Le gouvernement de la république a annoncé officiellement la levée de la grève des enseignants, à la suite d’un accord, le lundi 20 janvier 2025, tout en témoignant d’un acte d’engagement avec les syndicats d’enseignants.
Cet accord constitue une étape majeure en vue de faciliter le retour des élèves en salle de classe, tout en leur permettant de boucler le calendrier scolaire établi par le ministère de l’Éducation nationale.
Le chef du gouvernement, Alix Didier Fils-Aimé, en collaboration avec les ministres de l’Éducation nationale et de la Formation Professionnelle (MENFP), Antoine Augustin, de l’économie et des Finances, Alfred Metellus, se sont entretenus avec les enseignants grévistes dans l’optique de parapher un protocole d’accord, en vue de mettre la fin au mouvement de protetations des grévistes.
A la suite des négociations, les parties prenantes ont fini par trouver un commun accord, qui a abouti à un consensus sur plusieurs mesures urgentes et concrètes.
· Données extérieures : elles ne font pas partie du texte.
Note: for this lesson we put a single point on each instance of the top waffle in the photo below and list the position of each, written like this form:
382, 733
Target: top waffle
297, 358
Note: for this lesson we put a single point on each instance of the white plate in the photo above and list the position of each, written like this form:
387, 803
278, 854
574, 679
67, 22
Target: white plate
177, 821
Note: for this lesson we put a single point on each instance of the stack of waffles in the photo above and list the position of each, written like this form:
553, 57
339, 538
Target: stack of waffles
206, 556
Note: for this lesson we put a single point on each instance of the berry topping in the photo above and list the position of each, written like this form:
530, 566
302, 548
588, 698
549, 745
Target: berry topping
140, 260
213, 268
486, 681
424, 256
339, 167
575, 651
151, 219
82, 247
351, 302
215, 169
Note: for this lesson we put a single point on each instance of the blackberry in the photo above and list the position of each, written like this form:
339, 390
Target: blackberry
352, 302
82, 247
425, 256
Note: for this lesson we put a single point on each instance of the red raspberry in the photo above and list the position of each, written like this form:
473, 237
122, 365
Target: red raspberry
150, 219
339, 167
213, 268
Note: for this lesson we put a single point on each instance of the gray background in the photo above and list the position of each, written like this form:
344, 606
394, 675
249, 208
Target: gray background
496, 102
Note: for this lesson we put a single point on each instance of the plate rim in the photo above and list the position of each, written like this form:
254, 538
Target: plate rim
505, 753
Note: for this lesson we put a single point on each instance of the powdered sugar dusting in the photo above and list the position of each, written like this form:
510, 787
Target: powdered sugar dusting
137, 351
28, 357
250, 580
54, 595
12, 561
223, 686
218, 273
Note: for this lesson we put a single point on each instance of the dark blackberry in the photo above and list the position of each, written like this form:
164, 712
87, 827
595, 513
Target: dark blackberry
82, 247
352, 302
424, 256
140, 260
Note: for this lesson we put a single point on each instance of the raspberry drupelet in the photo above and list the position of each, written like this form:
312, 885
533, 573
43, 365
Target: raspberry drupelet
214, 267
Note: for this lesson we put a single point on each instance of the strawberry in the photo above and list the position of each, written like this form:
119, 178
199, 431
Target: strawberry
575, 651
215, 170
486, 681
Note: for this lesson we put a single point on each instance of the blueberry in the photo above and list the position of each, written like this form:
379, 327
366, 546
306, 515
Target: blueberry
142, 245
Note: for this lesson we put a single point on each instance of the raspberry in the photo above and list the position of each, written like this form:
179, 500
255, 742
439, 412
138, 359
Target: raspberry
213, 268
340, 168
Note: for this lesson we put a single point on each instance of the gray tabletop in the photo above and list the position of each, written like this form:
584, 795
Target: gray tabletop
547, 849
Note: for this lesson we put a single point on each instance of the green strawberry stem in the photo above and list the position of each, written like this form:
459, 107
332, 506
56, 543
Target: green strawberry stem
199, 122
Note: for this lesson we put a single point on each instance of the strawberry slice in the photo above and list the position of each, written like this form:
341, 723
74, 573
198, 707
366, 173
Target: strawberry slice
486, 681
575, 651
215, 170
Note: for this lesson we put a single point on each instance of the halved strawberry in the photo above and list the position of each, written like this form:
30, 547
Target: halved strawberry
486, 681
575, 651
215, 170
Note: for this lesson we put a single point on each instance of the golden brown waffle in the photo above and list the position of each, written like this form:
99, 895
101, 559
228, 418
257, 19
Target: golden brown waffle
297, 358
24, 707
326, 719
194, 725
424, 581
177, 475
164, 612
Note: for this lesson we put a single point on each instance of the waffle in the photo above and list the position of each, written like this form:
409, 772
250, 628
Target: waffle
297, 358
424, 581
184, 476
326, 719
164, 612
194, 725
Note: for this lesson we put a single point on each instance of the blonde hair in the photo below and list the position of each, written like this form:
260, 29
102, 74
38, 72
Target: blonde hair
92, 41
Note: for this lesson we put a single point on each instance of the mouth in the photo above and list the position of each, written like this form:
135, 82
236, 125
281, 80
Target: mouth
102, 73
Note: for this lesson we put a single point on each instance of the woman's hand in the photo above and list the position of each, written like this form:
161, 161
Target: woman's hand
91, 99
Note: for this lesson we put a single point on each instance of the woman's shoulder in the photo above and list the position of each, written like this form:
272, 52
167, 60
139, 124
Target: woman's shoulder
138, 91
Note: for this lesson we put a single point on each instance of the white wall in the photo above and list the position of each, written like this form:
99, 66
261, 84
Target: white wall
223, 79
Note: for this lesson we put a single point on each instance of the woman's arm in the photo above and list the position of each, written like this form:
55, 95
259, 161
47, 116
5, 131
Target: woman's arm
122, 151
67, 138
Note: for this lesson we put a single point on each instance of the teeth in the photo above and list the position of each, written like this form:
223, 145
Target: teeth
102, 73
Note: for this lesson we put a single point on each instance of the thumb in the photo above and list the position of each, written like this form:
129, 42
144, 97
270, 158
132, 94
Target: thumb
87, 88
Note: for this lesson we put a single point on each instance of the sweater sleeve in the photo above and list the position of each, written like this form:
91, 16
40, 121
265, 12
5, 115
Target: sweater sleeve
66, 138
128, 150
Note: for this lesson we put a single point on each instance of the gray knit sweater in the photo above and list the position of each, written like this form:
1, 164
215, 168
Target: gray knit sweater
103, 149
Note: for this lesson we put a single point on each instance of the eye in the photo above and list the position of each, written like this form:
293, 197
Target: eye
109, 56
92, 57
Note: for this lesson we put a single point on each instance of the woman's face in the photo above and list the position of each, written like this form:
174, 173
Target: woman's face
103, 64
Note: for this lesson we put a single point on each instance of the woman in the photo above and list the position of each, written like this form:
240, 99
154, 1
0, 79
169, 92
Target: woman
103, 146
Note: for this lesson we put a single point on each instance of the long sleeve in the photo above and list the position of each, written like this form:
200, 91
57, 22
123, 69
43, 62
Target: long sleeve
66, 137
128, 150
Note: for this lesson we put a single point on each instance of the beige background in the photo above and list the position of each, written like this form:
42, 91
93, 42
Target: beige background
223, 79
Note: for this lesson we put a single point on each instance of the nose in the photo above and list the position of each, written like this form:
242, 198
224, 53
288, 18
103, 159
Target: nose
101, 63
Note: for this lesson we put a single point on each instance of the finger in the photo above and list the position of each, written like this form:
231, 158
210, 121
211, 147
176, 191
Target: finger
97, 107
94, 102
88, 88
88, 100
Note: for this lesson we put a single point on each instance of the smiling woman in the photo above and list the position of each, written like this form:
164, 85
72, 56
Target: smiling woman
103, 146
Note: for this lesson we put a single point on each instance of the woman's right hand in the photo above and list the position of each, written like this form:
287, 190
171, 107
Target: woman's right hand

En ce sens, le gouvernement a pris des engagements immédiats, tout en incluant les points revendicatifs des enseignants grévistes.
Tels que:
* Poursuivre et renforcer les démarches en cours afin de régulariser, dans les plus brefs délais, la situation des enseignants travaillant sans rémunération ou sans lettre de nomination.
* Traiter les dossiers relatifs aux arriérés de salaire dus par le Ministère aux enseignants.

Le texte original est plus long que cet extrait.